A visible and distinguishable trend between two variables is not sufficient to determine the linearity of their relation. Therefore, Table 2 shows additional parameters that help to further clarify the correlation between PM2.5 or VOC and rat or mouse allergens. When the coefficient of determination R2 is close to the unity, the linear relation is assumed to be optimal. The highest values of R2 can be found in the regression between PM2.5 and rat allergens. Rat allergens show a higher R2 since more positive results were found; 8 and 27 out 60 samples yielded values above LOD for mouse and rat allergens, respectively. The differences between PM and allergens counts might be due to the presence, in some cases, of other sources of dust, such as rodent bedding.

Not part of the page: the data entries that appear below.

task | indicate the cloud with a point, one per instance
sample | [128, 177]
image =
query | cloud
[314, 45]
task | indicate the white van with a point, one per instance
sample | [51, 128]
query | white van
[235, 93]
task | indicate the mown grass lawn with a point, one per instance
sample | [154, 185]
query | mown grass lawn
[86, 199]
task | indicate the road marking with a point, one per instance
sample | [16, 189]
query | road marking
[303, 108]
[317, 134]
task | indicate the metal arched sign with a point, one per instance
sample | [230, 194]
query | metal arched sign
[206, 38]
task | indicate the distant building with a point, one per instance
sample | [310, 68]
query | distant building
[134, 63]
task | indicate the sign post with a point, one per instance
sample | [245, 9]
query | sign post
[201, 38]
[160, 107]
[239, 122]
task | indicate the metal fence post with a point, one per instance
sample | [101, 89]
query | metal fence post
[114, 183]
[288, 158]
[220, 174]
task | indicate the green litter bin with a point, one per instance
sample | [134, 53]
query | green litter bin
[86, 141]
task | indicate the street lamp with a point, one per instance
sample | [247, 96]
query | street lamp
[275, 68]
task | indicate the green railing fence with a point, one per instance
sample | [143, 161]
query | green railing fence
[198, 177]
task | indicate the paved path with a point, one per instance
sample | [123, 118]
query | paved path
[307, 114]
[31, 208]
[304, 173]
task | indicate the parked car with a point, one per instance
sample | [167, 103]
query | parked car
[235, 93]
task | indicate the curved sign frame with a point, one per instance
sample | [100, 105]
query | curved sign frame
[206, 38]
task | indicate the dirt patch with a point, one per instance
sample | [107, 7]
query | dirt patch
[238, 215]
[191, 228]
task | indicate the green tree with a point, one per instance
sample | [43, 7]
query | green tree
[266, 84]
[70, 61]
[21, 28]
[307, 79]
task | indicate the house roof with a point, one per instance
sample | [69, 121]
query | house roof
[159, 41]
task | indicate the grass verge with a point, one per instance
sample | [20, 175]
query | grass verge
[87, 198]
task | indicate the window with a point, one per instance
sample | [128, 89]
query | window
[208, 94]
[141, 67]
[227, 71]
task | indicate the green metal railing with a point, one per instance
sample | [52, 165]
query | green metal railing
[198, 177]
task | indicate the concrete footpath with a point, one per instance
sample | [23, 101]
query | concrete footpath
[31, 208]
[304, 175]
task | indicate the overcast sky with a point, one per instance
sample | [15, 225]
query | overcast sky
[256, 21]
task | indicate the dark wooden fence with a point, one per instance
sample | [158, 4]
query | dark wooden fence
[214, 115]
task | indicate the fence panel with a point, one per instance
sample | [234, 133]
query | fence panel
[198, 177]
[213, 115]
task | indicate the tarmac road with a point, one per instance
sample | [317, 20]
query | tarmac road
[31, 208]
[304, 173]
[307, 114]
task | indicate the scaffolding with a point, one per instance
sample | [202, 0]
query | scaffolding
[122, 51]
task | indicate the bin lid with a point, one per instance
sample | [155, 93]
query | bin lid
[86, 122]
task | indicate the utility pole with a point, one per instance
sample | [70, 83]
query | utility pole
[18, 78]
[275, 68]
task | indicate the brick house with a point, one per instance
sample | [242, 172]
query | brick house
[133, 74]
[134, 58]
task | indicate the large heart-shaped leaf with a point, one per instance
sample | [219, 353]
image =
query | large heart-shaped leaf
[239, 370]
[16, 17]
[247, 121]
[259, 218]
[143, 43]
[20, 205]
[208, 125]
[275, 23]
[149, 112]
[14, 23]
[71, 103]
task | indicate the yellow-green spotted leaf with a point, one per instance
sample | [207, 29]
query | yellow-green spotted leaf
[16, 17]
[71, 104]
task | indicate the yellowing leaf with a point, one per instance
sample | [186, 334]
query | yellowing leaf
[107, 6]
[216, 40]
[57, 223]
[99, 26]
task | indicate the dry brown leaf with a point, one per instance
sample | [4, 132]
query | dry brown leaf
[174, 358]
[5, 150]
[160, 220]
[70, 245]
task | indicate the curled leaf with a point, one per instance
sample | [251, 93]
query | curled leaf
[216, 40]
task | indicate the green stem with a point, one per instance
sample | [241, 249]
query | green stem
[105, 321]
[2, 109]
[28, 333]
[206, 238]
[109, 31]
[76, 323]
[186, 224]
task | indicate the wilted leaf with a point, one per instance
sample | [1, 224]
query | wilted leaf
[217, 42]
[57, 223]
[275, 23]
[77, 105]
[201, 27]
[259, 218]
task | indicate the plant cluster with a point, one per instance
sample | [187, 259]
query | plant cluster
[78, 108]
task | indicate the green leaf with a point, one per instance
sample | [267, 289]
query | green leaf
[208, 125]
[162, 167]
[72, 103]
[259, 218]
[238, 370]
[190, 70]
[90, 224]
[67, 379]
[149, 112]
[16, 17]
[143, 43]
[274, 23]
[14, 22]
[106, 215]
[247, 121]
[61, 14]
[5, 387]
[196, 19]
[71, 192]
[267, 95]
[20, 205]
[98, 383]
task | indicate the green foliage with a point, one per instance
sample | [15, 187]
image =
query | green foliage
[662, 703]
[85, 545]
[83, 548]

The lowest values of R2 relate to the regression between VOC and both mouse and rat allergens (0.13 and 0.2 for µ5%). This suggests that VOC is probably not a valuable option to pursue in searching for an alternative technique to estimate the levels of airborne mouse and rat allergens. Such conclusion is confirmed by observing the other parameters introduced in Table 2. A possible reason of such poor linearity between VOC and airborne allergens is the systematic errors involved with VOC sensors. Since the term VOC gathers a broad range of gases, by definition, the selectivity of a VOC low-cost sensor is commonly low [50].
The selection of different percentiles of data enhances the linearity of any relationship shown in Table 2. For example, by considering the average of the 5th percentile of VOC concentrations, µ5%, compared to the overall VOC average, µ, the Spearman’s correlation coefficient with the rat allergens increases from − 0.31 to 0.32. These values are, again, emphasizing a poor correlation between VOC and animal allergens. However, it does not surpass the high correlation number between PM2.5 µ5% and rat allergens, 0.71. This value might appear low; nevertheless, it is considered showing a strong correlation due to the many variables involved in the differences in allergens generation between different facilities.

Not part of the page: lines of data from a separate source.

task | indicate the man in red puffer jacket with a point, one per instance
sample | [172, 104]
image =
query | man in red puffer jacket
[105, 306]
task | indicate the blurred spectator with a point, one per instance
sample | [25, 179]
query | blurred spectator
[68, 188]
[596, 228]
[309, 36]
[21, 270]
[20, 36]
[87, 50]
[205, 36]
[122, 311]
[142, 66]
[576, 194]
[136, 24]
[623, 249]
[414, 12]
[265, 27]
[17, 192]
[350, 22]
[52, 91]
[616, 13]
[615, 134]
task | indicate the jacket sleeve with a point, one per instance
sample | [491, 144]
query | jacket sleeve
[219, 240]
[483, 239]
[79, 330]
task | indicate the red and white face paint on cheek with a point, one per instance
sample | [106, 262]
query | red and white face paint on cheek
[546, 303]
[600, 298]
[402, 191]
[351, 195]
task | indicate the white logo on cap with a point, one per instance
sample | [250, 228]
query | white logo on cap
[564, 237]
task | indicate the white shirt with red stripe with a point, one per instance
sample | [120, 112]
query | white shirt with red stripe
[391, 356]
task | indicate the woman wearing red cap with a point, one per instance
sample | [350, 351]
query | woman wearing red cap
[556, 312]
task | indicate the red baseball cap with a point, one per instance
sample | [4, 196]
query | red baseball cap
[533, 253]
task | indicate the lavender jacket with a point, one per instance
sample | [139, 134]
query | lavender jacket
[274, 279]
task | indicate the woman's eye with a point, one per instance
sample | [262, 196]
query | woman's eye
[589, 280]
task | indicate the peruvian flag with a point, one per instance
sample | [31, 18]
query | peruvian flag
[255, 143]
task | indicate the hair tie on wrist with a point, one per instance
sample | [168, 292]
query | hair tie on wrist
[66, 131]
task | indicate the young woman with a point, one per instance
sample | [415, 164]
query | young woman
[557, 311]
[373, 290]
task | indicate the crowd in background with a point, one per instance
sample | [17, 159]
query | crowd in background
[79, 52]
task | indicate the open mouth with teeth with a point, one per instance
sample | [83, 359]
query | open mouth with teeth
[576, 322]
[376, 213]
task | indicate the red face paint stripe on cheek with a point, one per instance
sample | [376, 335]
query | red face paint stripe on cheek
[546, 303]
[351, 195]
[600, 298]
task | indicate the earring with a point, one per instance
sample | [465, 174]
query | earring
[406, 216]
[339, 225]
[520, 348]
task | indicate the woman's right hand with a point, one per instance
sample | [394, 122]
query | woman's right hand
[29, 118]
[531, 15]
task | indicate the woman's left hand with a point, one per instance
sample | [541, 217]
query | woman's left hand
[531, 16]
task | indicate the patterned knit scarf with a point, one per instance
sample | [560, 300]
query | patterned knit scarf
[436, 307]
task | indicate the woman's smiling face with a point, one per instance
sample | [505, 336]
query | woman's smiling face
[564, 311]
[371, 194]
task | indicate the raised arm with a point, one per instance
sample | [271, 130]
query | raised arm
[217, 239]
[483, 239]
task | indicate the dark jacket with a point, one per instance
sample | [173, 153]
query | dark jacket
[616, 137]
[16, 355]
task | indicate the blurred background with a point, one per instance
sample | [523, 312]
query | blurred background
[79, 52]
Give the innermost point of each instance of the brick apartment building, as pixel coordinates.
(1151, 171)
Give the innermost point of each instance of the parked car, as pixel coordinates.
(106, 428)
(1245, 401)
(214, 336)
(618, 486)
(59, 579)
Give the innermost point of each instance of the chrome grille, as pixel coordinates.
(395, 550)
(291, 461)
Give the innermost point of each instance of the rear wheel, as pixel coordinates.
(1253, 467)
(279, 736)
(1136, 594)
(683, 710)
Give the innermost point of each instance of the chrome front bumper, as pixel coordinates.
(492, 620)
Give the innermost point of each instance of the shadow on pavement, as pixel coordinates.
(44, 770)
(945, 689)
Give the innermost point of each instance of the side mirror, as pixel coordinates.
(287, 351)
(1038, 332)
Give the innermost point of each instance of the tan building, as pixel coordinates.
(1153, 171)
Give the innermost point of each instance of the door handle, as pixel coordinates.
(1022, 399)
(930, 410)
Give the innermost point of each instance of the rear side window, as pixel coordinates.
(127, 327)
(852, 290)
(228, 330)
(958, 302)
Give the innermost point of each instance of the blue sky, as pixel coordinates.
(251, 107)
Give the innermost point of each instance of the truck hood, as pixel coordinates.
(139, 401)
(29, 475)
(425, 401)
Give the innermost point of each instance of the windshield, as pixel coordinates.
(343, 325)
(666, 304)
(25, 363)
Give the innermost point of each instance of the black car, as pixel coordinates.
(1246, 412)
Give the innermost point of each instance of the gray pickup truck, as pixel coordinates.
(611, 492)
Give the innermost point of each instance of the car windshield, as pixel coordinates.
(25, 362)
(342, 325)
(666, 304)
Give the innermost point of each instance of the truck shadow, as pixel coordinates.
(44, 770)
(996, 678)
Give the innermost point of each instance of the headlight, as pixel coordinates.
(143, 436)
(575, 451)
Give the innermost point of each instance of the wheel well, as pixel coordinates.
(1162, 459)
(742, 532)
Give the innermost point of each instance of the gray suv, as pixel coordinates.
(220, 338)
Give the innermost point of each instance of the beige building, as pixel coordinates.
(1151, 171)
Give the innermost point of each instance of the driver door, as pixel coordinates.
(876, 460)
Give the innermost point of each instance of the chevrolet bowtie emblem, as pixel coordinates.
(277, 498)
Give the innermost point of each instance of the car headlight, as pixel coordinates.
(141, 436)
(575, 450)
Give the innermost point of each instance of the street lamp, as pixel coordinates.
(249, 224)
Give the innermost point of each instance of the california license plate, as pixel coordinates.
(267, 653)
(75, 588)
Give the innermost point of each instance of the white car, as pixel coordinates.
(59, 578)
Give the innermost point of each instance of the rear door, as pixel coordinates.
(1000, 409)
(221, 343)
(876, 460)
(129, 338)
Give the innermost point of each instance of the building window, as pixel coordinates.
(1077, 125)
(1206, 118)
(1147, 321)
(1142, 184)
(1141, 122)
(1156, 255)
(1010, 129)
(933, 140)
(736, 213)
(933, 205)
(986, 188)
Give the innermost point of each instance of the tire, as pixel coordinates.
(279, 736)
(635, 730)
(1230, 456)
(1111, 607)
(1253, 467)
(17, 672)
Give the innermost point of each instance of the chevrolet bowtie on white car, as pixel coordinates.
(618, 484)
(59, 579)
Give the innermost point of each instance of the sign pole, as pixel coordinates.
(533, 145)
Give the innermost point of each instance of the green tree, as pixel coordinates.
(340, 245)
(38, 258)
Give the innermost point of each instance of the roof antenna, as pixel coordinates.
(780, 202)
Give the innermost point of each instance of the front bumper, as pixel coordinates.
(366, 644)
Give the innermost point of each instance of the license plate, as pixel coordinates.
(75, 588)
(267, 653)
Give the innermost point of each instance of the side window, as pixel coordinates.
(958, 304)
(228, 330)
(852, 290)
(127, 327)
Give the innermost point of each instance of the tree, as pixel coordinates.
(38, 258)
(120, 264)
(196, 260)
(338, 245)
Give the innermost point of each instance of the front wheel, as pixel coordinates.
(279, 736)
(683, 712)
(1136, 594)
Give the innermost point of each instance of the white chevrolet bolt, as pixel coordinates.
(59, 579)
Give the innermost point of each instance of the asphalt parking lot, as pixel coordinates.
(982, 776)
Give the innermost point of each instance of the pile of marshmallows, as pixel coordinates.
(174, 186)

The good linearity of the regression between PM2.5 µ5%, and µ15% and rat allergens is confirmed also by the residual sum squares, the slope, and the intercept. The residual sum squares show the discrepancy between the data and an estimation model; thus, lower values indicate a tight fit between the two regressed variables. The lowest residual sum square can be found in the regression between PM2.5 µ5%, and rat allergens. Besides, this regression contains the lowest errors in the intercept and slope, further underlying the tight fit.

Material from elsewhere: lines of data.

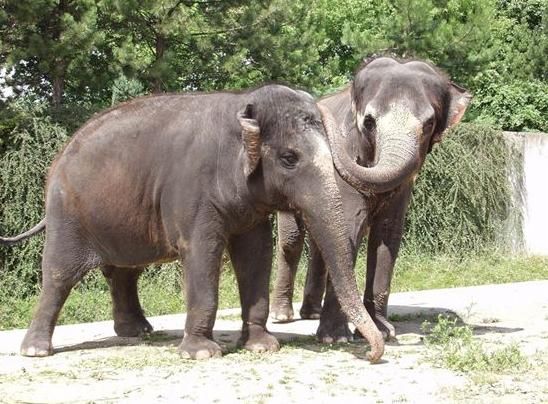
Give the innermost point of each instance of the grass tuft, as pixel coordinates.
(454, 347)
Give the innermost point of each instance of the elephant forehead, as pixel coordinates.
(322, 154)
(398, 116)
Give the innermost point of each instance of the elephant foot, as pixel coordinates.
(385, 327)
(132, 327)
(195, 347)
(281, 312)
(36, 346)
(257, 339)
(331, 332)
(310, 311)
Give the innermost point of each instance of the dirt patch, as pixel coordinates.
(91, 365)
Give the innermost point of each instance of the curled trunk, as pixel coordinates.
(324, 217)
(327, 226)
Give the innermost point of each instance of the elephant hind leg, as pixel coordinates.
(288, 253)
(66, 259)
(129, 319)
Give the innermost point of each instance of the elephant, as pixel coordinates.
(390, 116)
(184, 176)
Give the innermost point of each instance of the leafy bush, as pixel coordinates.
(34, 142)
(519, 105)
(455, 347)
(462, 195)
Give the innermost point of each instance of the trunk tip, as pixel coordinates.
(376, 341)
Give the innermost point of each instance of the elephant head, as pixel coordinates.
(402, 108)
(289, 166)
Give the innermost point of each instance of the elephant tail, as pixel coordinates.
(23, 236)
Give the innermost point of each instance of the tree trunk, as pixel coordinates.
(58, 90)
(157, 84)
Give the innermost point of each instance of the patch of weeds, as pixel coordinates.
(454, 346)
(230, 317)
(137, 359)
(329, 378)
(158, 337)
(490, 320)
(421, 315)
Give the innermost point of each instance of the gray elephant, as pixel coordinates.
(182, 176)
(390, 116)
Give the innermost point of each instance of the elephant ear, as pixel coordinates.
(459, 99)
(251, 139)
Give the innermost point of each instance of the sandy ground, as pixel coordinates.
(93, 365)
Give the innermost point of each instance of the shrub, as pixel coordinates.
(462, 195)
(34, 142)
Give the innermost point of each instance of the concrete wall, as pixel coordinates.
(527, 228)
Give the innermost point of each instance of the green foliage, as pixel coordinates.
(455, 347)
(46, 42)
(519, 105)
(451, 210)
(35, 141)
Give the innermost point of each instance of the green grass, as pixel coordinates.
(160, 290)
(455, 347)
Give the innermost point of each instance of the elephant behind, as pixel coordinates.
(389, 117)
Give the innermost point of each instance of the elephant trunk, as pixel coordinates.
(325, 220)
(327, 226)
(397, 157)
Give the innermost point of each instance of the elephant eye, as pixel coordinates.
(428, 127)
(369, 123)
(289, 159)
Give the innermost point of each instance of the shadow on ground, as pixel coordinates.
(407, 320)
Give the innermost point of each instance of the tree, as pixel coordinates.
(42, 39)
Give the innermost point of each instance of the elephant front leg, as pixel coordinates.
(251, 255)
(288, 253)
(333, 323)
(382, 250)
(201, 278)
(129, 319)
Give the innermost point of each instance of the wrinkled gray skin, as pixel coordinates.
(184, 177)
(390, 116)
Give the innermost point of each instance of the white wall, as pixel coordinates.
(535, 181)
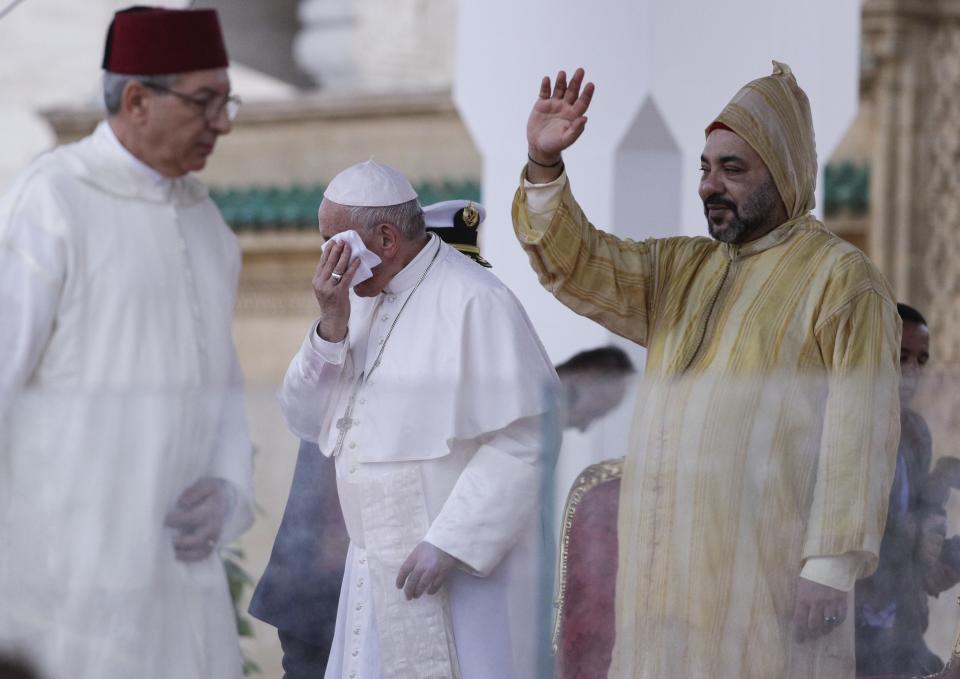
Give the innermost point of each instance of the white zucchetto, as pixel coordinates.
(369, 184)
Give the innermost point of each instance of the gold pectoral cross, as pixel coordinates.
(345, 423)
(343, 426)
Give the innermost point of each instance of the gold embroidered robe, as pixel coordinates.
(765, 433)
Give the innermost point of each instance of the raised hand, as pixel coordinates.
(331, 286)
(556, 122)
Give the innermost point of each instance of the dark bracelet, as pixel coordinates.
(530, 158)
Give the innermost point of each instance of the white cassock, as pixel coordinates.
(444, 447)
(119, 388)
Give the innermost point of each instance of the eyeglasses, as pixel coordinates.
(211, 105)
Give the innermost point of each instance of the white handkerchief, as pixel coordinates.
(368, 259)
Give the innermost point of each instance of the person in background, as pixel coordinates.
(594, 382)
(124, 452)
(916, 561)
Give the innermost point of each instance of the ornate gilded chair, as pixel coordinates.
(584, 628)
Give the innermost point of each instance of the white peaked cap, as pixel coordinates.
(369, 184)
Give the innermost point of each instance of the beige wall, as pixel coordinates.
(308, 139)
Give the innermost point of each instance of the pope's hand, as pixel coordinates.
(556, 121)
(198, 518)
(818, 611)
(331, 285)
(424, 571)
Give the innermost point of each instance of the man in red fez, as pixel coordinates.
(124, 453)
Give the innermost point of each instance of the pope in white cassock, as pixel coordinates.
(124, 457)
(426, 382)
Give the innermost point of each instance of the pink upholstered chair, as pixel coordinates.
(584, 629)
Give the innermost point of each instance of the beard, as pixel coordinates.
(752, 218)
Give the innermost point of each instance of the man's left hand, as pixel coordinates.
(818, 611)
(198, 518)
(424, 571)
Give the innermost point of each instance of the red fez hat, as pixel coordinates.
(157, 41)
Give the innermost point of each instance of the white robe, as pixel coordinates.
(119, 387)
(445, 448)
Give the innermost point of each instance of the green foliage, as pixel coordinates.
(294, 208)
(238, 580)
(846, 189)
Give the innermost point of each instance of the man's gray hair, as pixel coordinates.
(113, 84)
(407, 217)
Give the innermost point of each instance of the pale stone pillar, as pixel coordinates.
(324, 46)
(377, 45)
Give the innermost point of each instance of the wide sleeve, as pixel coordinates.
(860, 343)
(494, 499)
(312, 385)
(34, 261)
(597, 275)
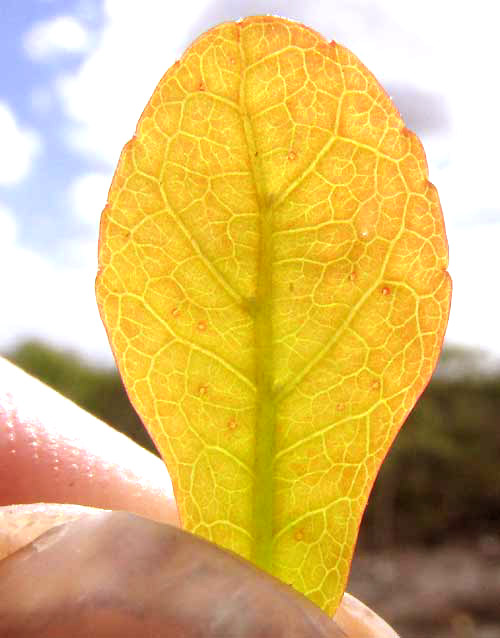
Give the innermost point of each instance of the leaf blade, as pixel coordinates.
(272, 281)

For the first time ever, a positive and strong correlation between PM and allergens is detected. Low-cost sensors can broaden their applications to environments notorious to be filled with allergens dusts, such as LAFs. Even though the correlation between real-time PM2.5 and rat allergens is not close to unity, a low-cost sensor can be used as a warning sign of possible exposure of workers to allergens. Being real-time measurements, implementing the protection right after being warn would be beneficial to reduce the total exposure of a worker to rat allergens. For an accurate measurement, the traditional technique, ELISA, is still recommended.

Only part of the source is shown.